Sarsour and other speakers pointed to what they viewed as parallels between Trump’s America and Netanyahu’s Israel, particularly similarities between America’s treatment of African-Americans and Israel’s treatment of Palestinians.
“Racists love Israel because it is carrying out their dreams to oppress Arabs and Muslims,” Judith Butler, a noted political philosopher and gender studies theorist, told the JVP audience on Friday night.
Such remarks, not to mention speakers like Odeh, lead some to attack JVP as self-hating Jews; Erdan is only the latest. But many JVP members say they have been drawn to the group because it is the one place they can openly discusses, in a specifically Jewish context, the dilemma of how Jews can be considered oppressors.

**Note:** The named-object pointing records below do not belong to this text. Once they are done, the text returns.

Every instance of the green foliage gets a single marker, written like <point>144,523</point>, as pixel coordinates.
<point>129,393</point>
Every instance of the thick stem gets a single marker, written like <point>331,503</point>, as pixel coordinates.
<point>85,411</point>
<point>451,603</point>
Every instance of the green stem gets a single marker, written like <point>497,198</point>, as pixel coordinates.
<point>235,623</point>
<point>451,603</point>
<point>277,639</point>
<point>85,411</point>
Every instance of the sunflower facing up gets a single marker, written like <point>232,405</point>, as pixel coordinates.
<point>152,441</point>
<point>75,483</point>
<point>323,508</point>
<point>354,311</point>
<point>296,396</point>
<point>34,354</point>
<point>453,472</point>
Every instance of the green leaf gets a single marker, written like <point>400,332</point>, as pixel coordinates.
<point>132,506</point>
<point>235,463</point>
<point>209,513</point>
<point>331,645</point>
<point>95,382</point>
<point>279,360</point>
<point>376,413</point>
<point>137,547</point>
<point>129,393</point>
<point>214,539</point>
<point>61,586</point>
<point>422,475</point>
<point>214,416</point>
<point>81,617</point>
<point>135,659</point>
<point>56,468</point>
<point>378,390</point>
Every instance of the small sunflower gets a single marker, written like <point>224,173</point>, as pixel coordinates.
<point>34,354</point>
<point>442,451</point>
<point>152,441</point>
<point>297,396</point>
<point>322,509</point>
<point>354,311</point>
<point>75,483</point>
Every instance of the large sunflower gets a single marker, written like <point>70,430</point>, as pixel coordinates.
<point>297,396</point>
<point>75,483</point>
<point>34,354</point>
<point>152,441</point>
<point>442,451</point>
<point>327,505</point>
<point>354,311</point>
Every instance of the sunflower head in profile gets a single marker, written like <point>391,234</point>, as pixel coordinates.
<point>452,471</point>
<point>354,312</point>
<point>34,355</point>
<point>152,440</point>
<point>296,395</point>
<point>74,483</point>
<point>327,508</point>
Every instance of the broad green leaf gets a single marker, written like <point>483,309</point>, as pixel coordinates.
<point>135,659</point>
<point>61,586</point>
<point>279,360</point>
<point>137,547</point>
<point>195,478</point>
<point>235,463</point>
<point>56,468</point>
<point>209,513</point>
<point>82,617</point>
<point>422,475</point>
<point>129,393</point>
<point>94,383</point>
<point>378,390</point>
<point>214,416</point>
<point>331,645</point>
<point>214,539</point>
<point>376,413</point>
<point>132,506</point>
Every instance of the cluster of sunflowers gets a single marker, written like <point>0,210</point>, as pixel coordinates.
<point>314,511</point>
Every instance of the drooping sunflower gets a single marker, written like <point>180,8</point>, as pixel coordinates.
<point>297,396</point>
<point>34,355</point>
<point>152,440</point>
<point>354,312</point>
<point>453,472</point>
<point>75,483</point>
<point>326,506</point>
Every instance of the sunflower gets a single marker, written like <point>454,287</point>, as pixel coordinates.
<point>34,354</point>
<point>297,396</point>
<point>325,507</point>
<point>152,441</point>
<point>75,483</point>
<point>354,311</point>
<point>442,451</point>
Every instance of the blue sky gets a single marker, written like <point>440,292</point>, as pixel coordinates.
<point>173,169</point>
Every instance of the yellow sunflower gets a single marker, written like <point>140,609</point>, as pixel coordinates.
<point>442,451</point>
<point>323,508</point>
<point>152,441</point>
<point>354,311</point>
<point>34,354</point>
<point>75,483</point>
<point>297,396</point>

Carolyn Klaasen, a doctoral student at the Union Theological Seminary, joined JVP six years ago after a trip to Israel and Palestinian territories. “Seeing the occupation destroyed my ideals about Judaism,” she said. “I needed to rebuild my relationship with Judaism. I wish other Jews had the opportunity to hear about the realities of Palestinian lives. How Palestinians resist and live is not often talked about in the Jewish community.”
Over the weekend’s discussions and workshops, JVP members tried to figure out what they, personally, could do to support the Palestinian cause from their American base. Deadly Exchange, one of JVP’s newest projects, will target the exchange programs between American police forces and the IDF where they two groups, in the words of JVP deputy director Stefanie Fox, share “worst practices.”
“They practice torture, surveillance and spying,” she said, “which is all brought to bear against Palestinians and people of color.”
For the first time, the group also seriously discussed changing its non-stance on Zionism. Up to now, said JVP media coordinator Naomi Dann, JVP’s official policy was not to have a policy. But the presence of many anti-Zionists at the convention has made the group start to reconsider its stance.